Before we proceed to the next step, we need to check whether or not adding \(x_1\) in the model affects the significance of \(x_4\):
mod2 = update(mod1, ~.+x1)
summary(mod2)
Call:
lm(formula = y ~ x4 + x1)
Residuals:
Min 1Q Median 3Q Max
-5.0234 -1.4737 0.1371 1.7305 3.7701
Coefficients:
Estimate Std. Error t value Pr(>|t|)
(Intercept) 103.09738 2.12398 48.54 3.32e-13 ***
x4 -0.61395 0.04864 -12.62 1.81e-07 ***
x1 1.43996 0.13842 10.40 1.11e-06 ***
---
Signif. codes: 0 '***' 0.001 '**' 0.01 '*' 0.05 '.' 0.1 ' ' 1
Residual standard error: 2.734 on 10 degrees of freedom
Multiple R-squared: 0.9725, Adjusted R-squared: 0.967
F-statistic: 176.6 on 2 and 10 DF, p-value: 1.581e-08
The p-value for \(x_4\) shows that adding \(x_1\) in the model doesn’t affect the significance of \(x_4\).

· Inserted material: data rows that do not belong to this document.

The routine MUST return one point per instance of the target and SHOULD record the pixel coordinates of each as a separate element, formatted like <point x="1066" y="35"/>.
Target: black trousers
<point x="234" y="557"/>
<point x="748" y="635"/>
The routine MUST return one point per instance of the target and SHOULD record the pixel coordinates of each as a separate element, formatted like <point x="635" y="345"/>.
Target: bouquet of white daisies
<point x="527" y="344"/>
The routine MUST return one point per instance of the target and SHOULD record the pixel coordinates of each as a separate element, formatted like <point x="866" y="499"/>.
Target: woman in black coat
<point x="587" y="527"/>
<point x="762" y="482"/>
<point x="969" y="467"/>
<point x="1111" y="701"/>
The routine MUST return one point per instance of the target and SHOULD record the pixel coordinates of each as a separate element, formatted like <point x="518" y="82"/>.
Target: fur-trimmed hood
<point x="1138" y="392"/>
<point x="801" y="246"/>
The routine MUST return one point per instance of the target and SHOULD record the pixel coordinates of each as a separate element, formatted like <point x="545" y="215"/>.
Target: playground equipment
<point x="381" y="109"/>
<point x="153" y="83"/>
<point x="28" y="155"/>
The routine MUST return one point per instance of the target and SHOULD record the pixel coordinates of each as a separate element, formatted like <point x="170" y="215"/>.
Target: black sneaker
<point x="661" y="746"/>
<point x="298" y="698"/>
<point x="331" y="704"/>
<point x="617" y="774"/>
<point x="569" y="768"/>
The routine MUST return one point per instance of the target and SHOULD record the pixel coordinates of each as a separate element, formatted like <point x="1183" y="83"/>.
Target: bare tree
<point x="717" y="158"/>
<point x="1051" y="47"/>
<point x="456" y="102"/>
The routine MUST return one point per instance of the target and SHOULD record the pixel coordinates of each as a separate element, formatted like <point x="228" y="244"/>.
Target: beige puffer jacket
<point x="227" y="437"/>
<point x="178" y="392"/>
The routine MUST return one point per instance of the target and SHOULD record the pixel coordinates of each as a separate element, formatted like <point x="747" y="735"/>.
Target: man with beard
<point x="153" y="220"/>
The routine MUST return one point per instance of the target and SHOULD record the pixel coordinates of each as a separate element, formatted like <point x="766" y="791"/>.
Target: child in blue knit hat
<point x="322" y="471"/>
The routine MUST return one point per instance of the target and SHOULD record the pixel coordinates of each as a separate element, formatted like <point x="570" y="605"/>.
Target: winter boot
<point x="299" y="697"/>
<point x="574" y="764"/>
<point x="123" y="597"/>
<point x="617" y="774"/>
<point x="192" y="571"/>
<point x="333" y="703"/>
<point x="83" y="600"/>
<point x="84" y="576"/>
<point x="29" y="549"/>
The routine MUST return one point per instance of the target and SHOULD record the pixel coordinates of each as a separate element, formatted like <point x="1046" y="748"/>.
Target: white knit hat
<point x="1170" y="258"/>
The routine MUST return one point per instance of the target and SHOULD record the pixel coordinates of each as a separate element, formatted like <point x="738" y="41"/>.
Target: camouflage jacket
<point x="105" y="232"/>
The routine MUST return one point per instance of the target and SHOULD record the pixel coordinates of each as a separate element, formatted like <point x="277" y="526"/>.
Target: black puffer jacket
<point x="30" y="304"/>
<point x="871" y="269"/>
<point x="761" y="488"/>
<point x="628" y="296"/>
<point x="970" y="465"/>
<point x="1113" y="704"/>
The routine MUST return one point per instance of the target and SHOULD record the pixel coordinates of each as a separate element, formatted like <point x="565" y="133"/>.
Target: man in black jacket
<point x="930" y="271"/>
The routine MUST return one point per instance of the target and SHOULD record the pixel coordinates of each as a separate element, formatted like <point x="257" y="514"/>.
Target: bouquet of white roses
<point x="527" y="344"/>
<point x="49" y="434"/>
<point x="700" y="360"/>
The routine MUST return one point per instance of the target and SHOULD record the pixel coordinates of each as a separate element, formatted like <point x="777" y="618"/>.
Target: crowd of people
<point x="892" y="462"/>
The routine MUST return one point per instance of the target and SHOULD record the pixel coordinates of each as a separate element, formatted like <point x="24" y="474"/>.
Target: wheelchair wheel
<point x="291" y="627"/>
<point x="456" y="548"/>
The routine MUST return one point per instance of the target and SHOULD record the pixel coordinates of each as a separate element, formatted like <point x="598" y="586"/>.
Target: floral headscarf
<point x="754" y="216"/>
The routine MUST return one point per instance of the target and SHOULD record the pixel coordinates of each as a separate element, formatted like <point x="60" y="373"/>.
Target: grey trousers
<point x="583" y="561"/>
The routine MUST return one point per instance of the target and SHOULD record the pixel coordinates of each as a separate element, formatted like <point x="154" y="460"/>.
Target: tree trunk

- Step 3. choose the third predictor when \(x_4\) and \(x_1\) are in the model.
We regress \(y\) on \(x_4\), \(x_1\), and \(x_2\); and we regress \(y\) on \(x_4\), \(x_1\), and \(x_3\), obtaining:
#step 3
# mod2 = update(mod1, ~.+x1)
add1(mod2, ~.+x2+x3, test = 'F')Single term additions
Model:
y ~ x4 + x1
Df Sum of Sq RSS AIC F value Pr(>F)
<none> 74.762 28.742
x2 1 26.789 47.973 24.974 5.0259 0.05169 .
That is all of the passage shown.